By Tesfa-Alem Tekle
November 25, 2011 (ADDIS ABABA) – Ethiopia and other sub-Saharan African countries are amongst the worst hit in a brain-drain, seeing mass migration of skilled professional and subjecting countries to a massive economic loss, a new study released on Friday reveals.
According to research by Canadian scientists, nine African countries known to produce a large number of qualified professionals in the medical field are losing the equivalent of US$2 billion per year due to their healthcare professionals seeking employment in wealthier countries.
"Developing countries are effectively paying to train staff who then support the health services of developed countries," states the report.
It was found that South Africa and Zimbabwe experience the greatest migration of healthcare professionals while Australia, Canada, the UK and the US were the greatest beneficiaries of health professional immigration.
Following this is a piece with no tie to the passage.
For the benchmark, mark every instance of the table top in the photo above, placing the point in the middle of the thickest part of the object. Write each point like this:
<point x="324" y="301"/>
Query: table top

Other African countries hard hit by the exodus include Ethiopia, Kenya, Malawi, Nigeria, Tanzania, Uganda and Zambia.
The researchers, led by Edward Mills, chair of global health at the University of Ottawa, called for investment in doctor training in African countries to fill the gap which is already creating a weak healthcare system and further complicating the continent’s ongoing efforts to tackle epidemics of infectious diseases like HIV/AIDS, tuberculosis (TB) and malaria.
"Many wealthy destination countries, which also train fewer doctors than are required, depend on immigrant doctors to make up the shortfall," the British Medical Journal quoted the scientists’ team as saying.
The African continent as a whole is losing many highly qualified professionals trained in other fields, which has significant economic ramifications.
Ethiopia, Nigeria, Kenya and South Africa are currently suffering the worst brain-drains of any country in the world.
According to a recent study presented at the National Symposium on Ethiopian Diasporas, Ethiopia has lost 75% of its skilled professionals during the past ten years.